Gil Payumo was born in San Francisco and grew up in Daly City. On weekends and after school, he worked at his family’s small, neighborhood grocery store, selling phone cards and plane tickets to the Philippines, Filipino desserts and special holiday dishes. “That was a big part of my upbringing,” Gil says, “being an entrepreneur, having that work ethic.”

At parties, Gil’s father was famous for one thing: his special take on sisig. “It was labor intensive,” Gil says, “marinating the pork shoulder, and grilling it, and chopping it—I was always part of that in the kitchen with my dad.” When there were leftovers, Gil, who loved Mexican food, would make sisig quesadillas or sisig tacos.

After studying computers and realizing he had no passion for them, Gil turned to cooking—something, he says, that felt like life.
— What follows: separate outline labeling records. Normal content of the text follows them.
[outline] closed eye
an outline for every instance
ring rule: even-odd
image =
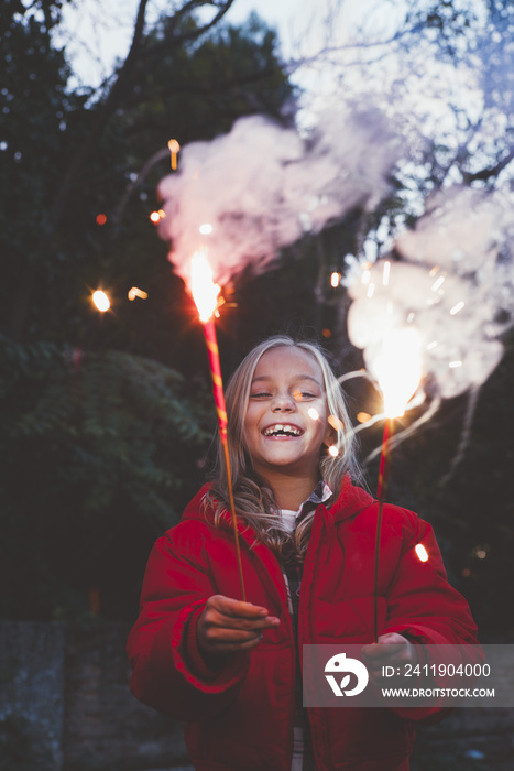
[[[316,393],[311,393],[310,391],[296,391],[293,395],[297,402],[304,402],[308,399],[318,398]]]

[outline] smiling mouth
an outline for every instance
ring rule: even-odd
[[[302,436],[304,432],[288,423],[276,423],[275,425],[270,425],[267,428],[264,428],[262,433],[264,436]]]

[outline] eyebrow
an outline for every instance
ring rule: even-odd
[[[273,376],[272,374],[259,374],[256,378],[252,379],[252,384],[256,383],[261,380],[272,380]],[[295,382],[302,382],[302,380],[311,380],[316,386],[319,386],[319,388],[322,388],[321,383],[317,378],[313,378],[311,374],[298,374],[295,378]]]

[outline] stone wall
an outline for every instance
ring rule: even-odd
[[[129,627],[0,622],[0,771],[187,767],[182,726],[129,691]]]

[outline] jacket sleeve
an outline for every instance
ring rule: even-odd
[[[127,651],[132,666],[130,687],[136,698],[176,719],[197,720],[233,701],[249,656],[245,651],[223,656],[217,670],[204,662],[196,628],[216,589],[200,558],[201,550],[186,545],[174,543],[173,530],[155,543]]]
[[[431,526],[413,512],[413,526],[406,529],[396,571],[387,589],[386,628],[423,645],[422,663],[448,664],[483,662],[477,640],[477,626],[468,602],[449,583]],[[416,545],[423,544],[428,560],[422,562]],[[439,688],[455,686],[451,678],[436,676]],[[393,708],[411,719],[435,723],[451,712],[448,707]]]
[[[467,600],[449,583],[434,531],[414,518],[404,531],[396,569],[386,590],[386,632],[404,632],[433,645],[477,645],[477,626]],[[425,547],[422,562],[416,545]]]

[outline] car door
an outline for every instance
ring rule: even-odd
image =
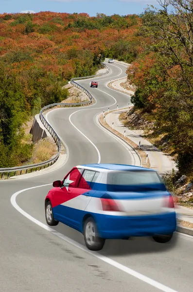
[[[74,210],[71,213],[71,223],[79,228],[81,228],[82,224],[85,209],[92,196],[96,191],[96,190],[92,188],[92,184],[96,182],[99,174],[99,172],[85,169],[82,172],[78,183],[73,190],[75,199],[70,203],[71,203],[71,206],[75,209],[75,211]]]
[[[62,186],[57,188],[53,194],[53,199],[57,202],[53,208],[54,216],[64,223],[68,223],[71,221],[71,210],[69,206],[69,202],[76,196],[73,190],[81,176],[81,168],[72,168],[64,178]]]

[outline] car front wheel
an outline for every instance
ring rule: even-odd
[[[165,243],[168,242],[171,240],[173,234],[168,234],[167,235],[157,235],[153,236],[152,238],[155,241],[159,243]]]
[[[94,220],[88,218],[84,225],[84,237],[86,246],[91,251],[102,249],[105,239],[99,236],[97,226]]]
[[[53,217],[53,208],[50,201],[48,201],[45,205],[46,220],[48,224],[51,226],[55,226],[59,222],[54,219]]]

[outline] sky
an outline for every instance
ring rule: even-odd
[[[98,13],[106,15],[139,14],[147,4],[159,7],[157,0],[0,0],[0,14],[40,11]]]

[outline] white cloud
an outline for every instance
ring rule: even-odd
[[[23,11],[21,11],[20,13],[35,13],[35,11],[34,10],[24,10]]]

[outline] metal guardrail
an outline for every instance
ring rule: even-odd
[[[47,160],[46,161],[44,161],[39,163],[22,165],[21,166],[15,166],[14,167],[6,167],[3,168],[0,168],[0,180],[2,180],[2,179],[5,178],[3,178],[3,175],[7,179],[8,179],[9,178],[11,177],[12,176],[15,176],[16,175],[21,175],[21,174],[24,174],[24,173],[27,174],[28,173],[28,170],[30,171],[28,173],[34,172],[34,171],[36,171],[37,170],[41,170],[41,169],[42,169],[42,168],[43,169],[44,169],[46,167],[49,167],[49,166],[51,166],[54,163],[55,163],[56,161],[57,161],[61,152],[61,142],[59,137],[58,137],[53,128],[46,121],[46,119],[43,115],[43,113],[46,110],[50,110],[51,109],[53,109],[53,108],[58,106],[60,106],[60,107],[79,107],[80,106],[87,106],[90,104],[92,102],[93,97],[87,89],[86,89],[81,85],[78,84],[77,82],[75,82],[75,80],[80,80],[86,79],[88,79],[93,77],[97,78],[102,76],[105,76],[105,75],[107,75],[109,73],[110,69],[105,65],[105,64],[102,63],[102,65],[103,65],[104,67],[107,69],[107,72],[106,72],[105,73],[97,74],[97,75],[93,75],[91,76],[87,76],[83,77],[73,78],[71,78],[70,80],[71,84],[84,92],[88,96],[90,100],[89,101],[72,104],[54,103],[52,105],[46,106],[46,107],[44,107],[41,110],[39,113],[39,118],[43,125],[51,134],[51,136],[54,140],[55,144],[58,146],[58,152],[56,153],[56,154],[55,154],[53,156],[53,157],[51,158],[49,160]],[[22,173],[22,172],[24,172],[24,173]]]

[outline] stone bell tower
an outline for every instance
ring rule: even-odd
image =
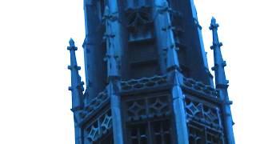
[[[216,20],[215,86],[193,0],[84,0],[86,85],[70,39],[76,144],[234,144]]]

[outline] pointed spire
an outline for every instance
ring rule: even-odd
[[[215,73],[215,84],[216,88],[227,87],[228,81],[226,78],[224,67],[226,66],[225,61],[223,61],[221,46],[222,43],[219,42],[218,36],[218,24],[216,23],[216,19],[213,17],[211,19],[211,23],[210,30],[213,32],[213,46],[210,47],[214,50],[214,66],[212,70]]]
[[[75,46],[72,38],[69,42],[70,46],[67,47],[67,50],[70,52],[70,66],[68,66],[68,69],[71,71],[71,86],[69,87],[69,90],[72,92],[72,110],[76,110],[83,106],[84,82],[81,81],[81,77],[78,74],[81,67],[78,66],[74,52],[78,48]]]

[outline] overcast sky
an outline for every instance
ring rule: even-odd
[[[236,142],[254,143],[256,2],[195,0],[195,4],[210,67],[211,17],[220,25]],[[83,66],[82,5],[82,0],[0,0],[1,144],[74,143],[66,46],[72,37]]]

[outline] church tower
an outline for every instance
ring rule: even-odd
[[[218,26],[215,85],[193,0],[84,0],[86,90],[70,39],[76,144],[234,144]]]

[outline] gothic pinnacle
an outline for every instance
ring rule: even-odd
[[[212,18],[210,30],[213,33],[213,46],[210,47],[214,50],[214,66],[212,68],[215,73],[215,84],[216,87],[226,87],[228,86],[228,81],[226,78],[224,67],[226,66],[225,61],[223,61],[221,46],[222,43],[219,42],[218,36],[218,24],[216,23],[216,19]]]
[[[72,38],[70,38],[69,43],[70,46],[67,47],[67,50],[70,52],[70,66],[68,66],[68,69],[71,71],[71,86],[69,87],[69,90],[72,93],[72,110],[75,110],[82,107],[84,82],[81,81],[81,77],[78,74],[81,67],[78,66],[74,52],[78,48],[75,46]]]

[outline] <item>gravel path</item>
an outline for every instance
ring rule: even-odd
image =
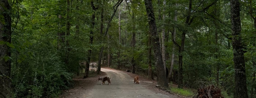
[[[155,87],[156,81],[129,72],[108,68],[101,68],[100,75],[85,79],[74,79],[74,88],[66,91],[60,98],[184,98],[170,94]],[[111,84],[101,85],[97,80],[99,76],[112,78]],[[140,77],[140,84],[133,82],[135,76]]]

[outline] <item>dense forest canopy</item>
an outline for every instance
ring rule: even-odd
[[[0,97],[57,97],[95,63],[255,98],[256,30],[252,0],[1,0]]]

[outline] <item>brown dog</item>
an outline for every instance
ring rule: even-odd
[[[140,84],[138,76],[136,76],[134,78],[134,83],[135,83],[136,82],[136,84]]]
[[[102,84],[101,85],[105,84],[105,82],[107,81],[108,82],[108,84],[110,85],[111,84],[111,79],[112,79],[112,78],[109,76],[100,77],[98,79],[98,81],[99,81],[100,80],[102,81]]]

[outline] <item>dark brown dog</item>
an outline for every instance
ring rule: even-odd
[[[112,79],[112,78],[109,76],[100,77],[98,79],[98,81],[99,81],[100,80],[102,81],[102,84],[101,84],[101,85],[105,84],[105,82],[106,81],[107,81],[108,82],[108,84],[110,85],[111,84],[111,79]]]
[[[136,84],[140,84],[138,76],[136,76],[134,78],[134,83],[135,83],[135,82],[136,82]]]

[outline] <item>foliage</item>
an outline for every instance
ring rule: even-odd
[[[101,10],[104,32],[116,0],[94,1],[97,8],[95,11],[92,10],[90,0],[70,1],[72,1],[68,15],[70,19],[67,18],[66,0],[18,0],[11,3],[13,4],[11,43],[1,42],[6,43],[11,48],[11,56],[6,59],[11,60],[14,97],[57,97],[62,90],[72,86],[74,75],[84,69],[84,66],[80,64],[88,60],[88,50],[92,50],[91,61],[97,62],[101,47],[104,49],[103,62],[107,63],[107,56],[110,55],[110,67],[130,69],[133,57],[136,73],[147,75],[149,64],[148,49],[151,46],[148,45],[148,24],[143,0],[125,0],[119,7],[121,42],[119,41],[117,12],[107,34],[105,36],[100,31]],[[184,23],[188,0],[166,0],[165,6],[163,0],[159,0],[159,4],[153,1],[157,28],[166,30],[168,69],[174,44],[172,40],[174,29],[176,28],[174,37],[179,44],[182,32],[186,31],[184,51],[181,53],[183,56],[183,85],[198,88],[212,84],[218,85],[228,95],[232,95],[234,91],[234,70],[231,45],[230,2],[218,0],[207,10],[200,12],[212,1],[192,0],[193,11],[190,15],[194,18],[188,26]],[[251,3],[251,7],[249,1],[241,2],[242,42],[246,52],[244,56],[248,89],[248,93],[252,91],[255,93],[256,85],[253,80],[256,72],[256,28],[252,17],[255,17],[256,2]],[[248,12],[250,10],[252,16]],[[177,14],[174,13],[175,11]],[[91,28],[92,15],[94,12],[95,24]],[[159,17],[163,15],[166,15],[163,20]],[[173,19],[175,15],[177,21]],[[0,15],[0,21],[3,23],[3,16]],[[67,21],[71,24],[70,35],[66,34]],[[94,33],[90,34],[90,31]],[[131,45],[134,32],[135,48]],[[89,44],[91,36],[94,38],[92,45]],[[174,69],[178,70],[178,57],[181,54],[178,54],[178,47],[176,49]],[[157,71],[155,60],[151,57],[153,72],[155,74]],[[177,76],[172,75],[173,79],[178,79]],[[218,82],[217,77],[219,78]],[[182,90],[171,89],[189,95],[189,92]]]
[[[191,91],[176,87],[171,88],[171,90],[172,92],[179,95],[186,97],[191,97],[194,94]]]

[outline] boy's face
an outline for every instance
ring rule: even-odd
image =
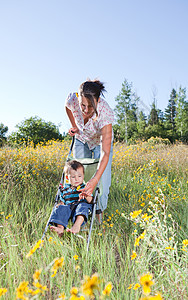
[[[78,168],[76,171],[73,169],[70,169],[68,178],[69,178],[69,182],[70,182],[71,186],[78,187],[84,181],[83,169]]]

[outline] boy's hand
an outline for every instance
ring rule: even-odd
[[[92,198],[92,193],[94,191],[94,188],[97,184],[96,178],[92,178],[90,179],[87,183],[84,189],[80,190],[80,195],[79,195],[79,199],[86,199],[87,197],[91,197]]]
[[[60,206],[60,205],[64,205],[64,203],[63,203],[62,201],[60,201],[60,202],[56,205],[56,207],[58,207],[58,206]]]
[[[68,131],[70,136],[74,136],[76,133],[79,133],[79,129],[77,127],[72,127]]]

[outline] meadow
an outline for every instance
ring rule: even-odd
[[[70,142],[0,149],[1,299],[188,299],[188,146],[114,144],[103,224],[47,231]]]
He enrolled at the California Culinary Academy in San Francisco in 2003. After graduating, Gil cooked in hotels, working in restaurants kitchens, learning banquets.

But Gil felt a growing urge to start a business of his own, and when high-school buddy Evan Kidera asked if he wanted to buy a truck and be part of San Francisco’s new street food movement, Gil knew right away what he’d make: a slightly spicier version of his dad’s sisig. “Sometimes you don’t realize how the culture changes until you step back,” Gil says “As for me being Filipino, I think the movement has quadrupled through the years that Señor Sisig has been around. Filipino food—Filipino culture—is breaking barriers. It’s okay to mix another type of food, like Mexican or Korean, with Filipino. It’s okay to fuse things together, not everything has to be 100 percent traditional. These days everything is new, and food is evolving.”